雪の足跡《Berry's cafe版》

 小さいテーブルの上に除光液とコットンを出した。もう剥がれちゃった訳じゃない。
 一番好きなパステルオレンジのネイルカラー。雪のシール。


「……」


『どこもかしこも雪か』
『こんな爪してるから料理なんてしないのかと思った』


 八木橋に後ろから抱きしめられたのを思い出した。おっきな手で私の手をすくい、そして優しく包み込んで。


『たった3日で……俺、軽い、か?』


 私だってたった3日だった。4日目には自分の気持ちを確信して、八木橋を誘った。あの台詞は八木橋の本心だって気がした、私と同じ気持ちだって。そう思い込みたかったのかもしれない。でも八木橋はきっとあんな台詞何処でも誰にでも吐いてるに違いない、あのあとに参加した合コンだって、たった1時間で軽いか?、なんて地元のコを誘って送ったんだ。

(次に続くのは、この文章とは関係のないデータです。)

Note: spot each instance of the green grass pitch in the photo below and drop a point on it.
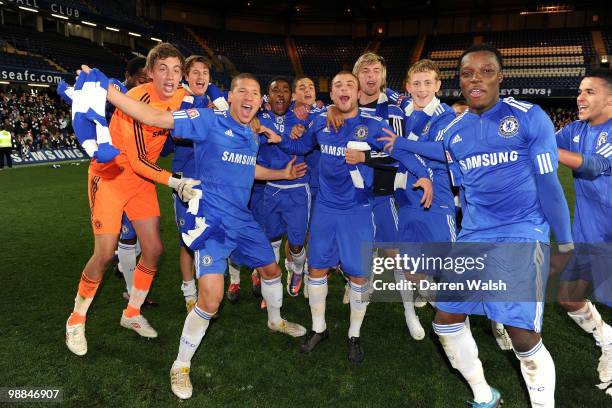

手をつないだりしただろうか、ちゃっかりキスなんかしたんだろうか。


「ふんっ、くっそ~!」


 コットンに除光液を含ませるのも面倒になって、直接爪に振り掛けた。そしてコットンでもみくちゃに擦る。八木橋に綺麗な私を見せて損した、必死に化粧して損した、このネイルと共に綺麗サッパリ忘れてやる、と何度も除光液を掛けてはゴシゴシ擦ってこそげ落とした。きっと爪が傷んで欠ける、でももういい、しばらくネイルなんてやるもんか、と意地になって落としていた。


「よしっ」


 ラメもひと粒残さず綺麗に落とし満足して爪を眺めるけど、八木橋を忘れられる筈もなくため息をついた。過剰反応してる自分にも笑えた。でも、3日で恋に落ちたんだ、3日で忘れればいい、そう言い聞かせてベッドに入って目を閉じた。